To be frank, I haven’t been following the whole thing as closely as I would like. I feel like I still need to do some homework to get caught up on the details, but below I have pasted in a great article that explains what the Obama’s health care bill will mean for us – this year, next year, and in the years to come.
If you are unsure of the details, I recommend reading it. There really are a lot of changes that will likely be affecting every American. It isn’t one of those obscure bills that only affects a small handful of people.
So, as the details continue to unfold – which I am sure this whole health care reform thing is just beginning, I will continue to post helpful info about it. Enjoy!
On March 23, 2010 President Obama signed the health care reform bill into law. While there are still differences that need to be reconciled between the various versions of the healthcare bill here is the timeline for the health care reform changes and how Obama’s health plan (”ObamaCare”) and health care reform affects you and your health insurance:
New Health Care Bill: Changes Happening in 2010
- Children age 26 and younger will be able to remain covered under their parents health insurance plans (this is increased from past age limits which were anywhere from age 22-25).

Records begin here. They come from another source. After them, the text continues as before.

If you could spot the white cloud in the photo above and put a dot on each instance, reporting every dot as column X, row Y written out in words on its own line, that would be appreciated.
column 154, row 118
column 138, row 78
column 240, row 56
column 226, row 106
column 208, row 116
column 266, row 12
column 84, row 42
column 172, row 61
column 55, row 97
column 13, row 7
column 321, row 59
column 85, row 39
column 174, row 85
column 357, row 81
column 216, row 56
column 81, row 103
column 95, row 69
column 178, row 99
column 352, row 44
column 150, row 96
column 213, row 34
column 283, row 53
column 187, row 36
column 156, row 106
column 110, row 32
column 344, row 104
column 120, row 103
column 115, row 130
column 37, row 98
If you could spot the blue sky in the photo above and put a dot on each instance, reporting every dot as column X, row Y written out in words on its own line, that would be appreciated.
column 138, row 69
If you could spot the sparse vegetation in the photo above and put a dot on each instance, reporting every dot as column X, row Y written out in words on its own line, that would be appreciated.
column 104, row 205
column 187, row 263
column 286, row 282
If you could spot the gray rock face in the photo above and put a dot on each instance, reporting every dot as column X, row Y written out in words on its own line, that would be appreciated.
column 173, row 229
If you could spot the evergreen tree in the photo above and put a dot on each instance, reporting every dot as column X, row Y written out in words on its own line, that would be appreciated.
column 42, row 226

- Medicare recipients will receive a $250 rebate to help in closing the “doughnut hole” (with the goal being to close the doughnut hole completely by 2020).

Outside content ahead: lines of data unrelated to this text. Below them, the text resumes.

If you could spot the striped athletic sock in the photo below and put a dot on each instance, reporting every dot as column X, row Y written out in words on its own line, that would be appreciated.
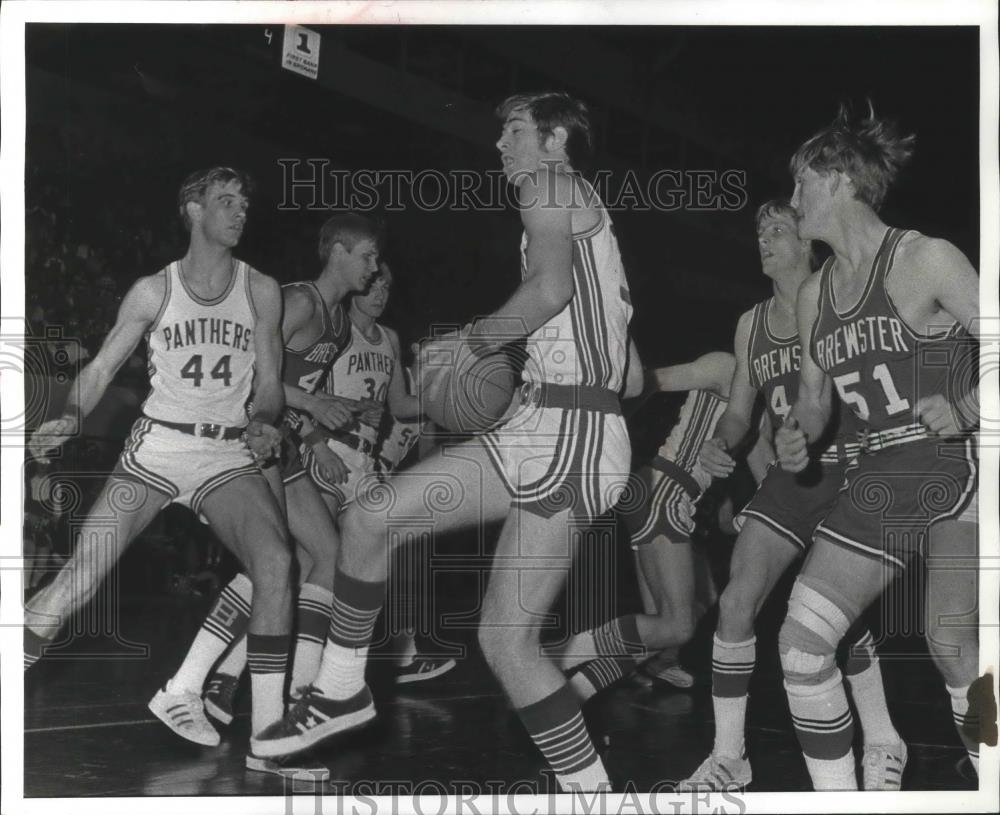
column 228, row 619
column 267, row 656
column 555, row 724
column 967, row 721
column 825, row 730
column 356, row 606
column 235, row 660
column 732, row 667
column 864, row 676
column 599, row 674
column 313, row 610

- Health insurance companies will be banned from excluding coverage for pre-existing conditions for children.
- Adults with pre-existing conditions will be eligible for coverage into high risk health insurance pools until future health care exchanges are up and running.
- Health insurance companies will be prohibited from levying annual limits and lifetime limits on coverage.

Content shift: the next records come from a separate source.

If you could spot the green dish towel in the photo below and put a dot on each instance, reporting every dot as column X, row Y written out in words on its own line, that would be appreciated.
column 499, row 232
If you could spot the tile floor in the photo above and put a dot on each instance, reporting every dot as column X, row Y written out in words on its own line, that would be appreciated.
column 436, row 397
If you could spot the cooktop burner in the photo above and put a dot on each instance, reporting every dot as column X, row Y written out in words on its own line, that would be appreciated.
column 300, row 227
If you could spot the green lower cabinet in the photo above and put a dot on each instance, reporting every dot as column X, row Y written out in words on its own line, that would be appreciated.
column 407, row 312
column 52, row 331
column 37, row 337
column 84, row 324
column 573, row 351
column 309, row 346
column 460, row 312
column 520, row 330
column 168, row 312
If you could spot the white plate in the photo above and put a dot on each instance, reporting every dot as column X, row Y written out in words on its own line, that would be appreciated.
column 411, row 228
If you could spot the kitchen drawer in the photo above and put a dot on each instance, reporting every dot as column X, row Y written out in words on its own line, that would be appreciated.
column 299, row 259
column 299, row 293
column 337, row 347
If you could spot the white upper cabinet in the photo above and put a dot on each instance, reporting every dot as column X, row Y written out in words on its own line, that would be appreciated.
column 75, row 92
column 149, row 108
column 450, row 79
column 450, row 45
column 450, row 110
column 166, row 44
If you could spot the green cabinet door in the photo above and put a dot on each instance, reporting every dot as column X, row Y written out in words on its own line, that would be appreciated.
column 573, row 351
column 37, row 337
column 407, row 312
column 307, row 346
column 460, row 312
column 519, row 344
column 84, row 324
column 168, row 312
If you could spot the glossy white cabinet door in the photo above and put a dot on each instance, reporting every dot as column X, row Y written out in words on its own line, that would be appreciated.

- All new health insurance plans must provide coverage for preventative services with no out of pocket cost (all health plans will be forced to comply by 2018).
- Those companies that offer health benefits for early retirees ages 55 to 64 will receive assistance from a temporary reinsurance program.
- All new health insurance plans will have to comply with new regulations that lay out an appeals process for when health insurance claims are denied.
- Small businesses that employ less than 50 people are eligible for a tax credit equal to 35% of their health insurance premiums (this increases to 50% by 2014).
- Medicare will offer wellness visits for free one a year and personalized prevention plans. All new Medicare plans will offer preventative services with no out of pocket cost.
- Seniors enrolled in Medicare Advantage or the Prescription Drug Plan will receive a 50% discount on brand name drugs immediately with additional prescription drug discounts to follow.
- The current penalty tax of 10% on all distributions from a Health Savings Account before the age of 65 on nonqualified medical expenses will increase to 20%.
- A small business alternative to a cafeteria plan will be presented so that small businesses can offer tax free benefits without having to deal with the administrative costs of a cafeteria plan.
- Everyone earning more than $200,000 as an individual or $250,000 for those who file married filing jointly will have their Medicare payroll tax increased from the current 1.45% to 2.35%.
- A $2,500 annual cap will be placed on all contributions to flexible spending accounts (amount indexed for inflation each subsequent year).
- The current tax deduction that employers receive for subsidizing the prescription drug costs of their employees who are eligible for Medicare Part D will be done away with.
- A 2.9% excise tax on the sale of medical devices will be put into place. Certain common items like glasses, hearing aids, etc. are exempted from this tax.
- The hospital insurance tax will increase .09% for those who earn more than $200,000 ($250,000 for those married filing jointly).
- Additional requirements on health insurance companies to implement uniform standards for exchanging health care information, electronic communication, and other measures to reduce insurance company administrative costs.
- The minimum threshold for being able to claim an itemized deduction for health care expenses increased from 7.5% to 10% of AGI although those over the age of 65 can stay at the 7.5% threshold through 2016.
- All US citizens will be forced to have health insurance coverage considered acceptable by the US Government or else pay a fine of $95 in 2014, $325 in 2015, $695 in 2016 (capped at 2.5% of AGI). All of the fines are per person per year except for families have a cap on the total fine of $2,250 and the fine amount for children is half of the adult fine.
- Eligibility standards are implemented for newly formed health care exchanges.
- Businesses with 50 or more employees will face a fine of either $2,000 or $3,000 per employee for not offering health insurance coverage.
- Group health insurance plans have a maximum waiting period of 90 days.
- Health insurance companies are prohibited from using an individual’s health status to issue a policy or renew a policy. All pre-existing conditions must be covered and higher health insurance rates cannot be levied because of health, gender, etc.
- The eligibility standards for Medicaid will be changed to 133% of poverty for those who are not considered elderly.
- New annual fees will be levied on all health insurance providers based on an insurance companies market share and whose total premiums exceed $25 million.
- The “Cadillac” health insurance plan tax will kick in. An excise tax will be levied on all employer provided health insurance plans costing more than $27,500 for families and $10,200 for individuals (with increased limits for those considered to be in “high risk” professions).
What do you think about Obama’s health care reform? Is it good for you? Good for the country?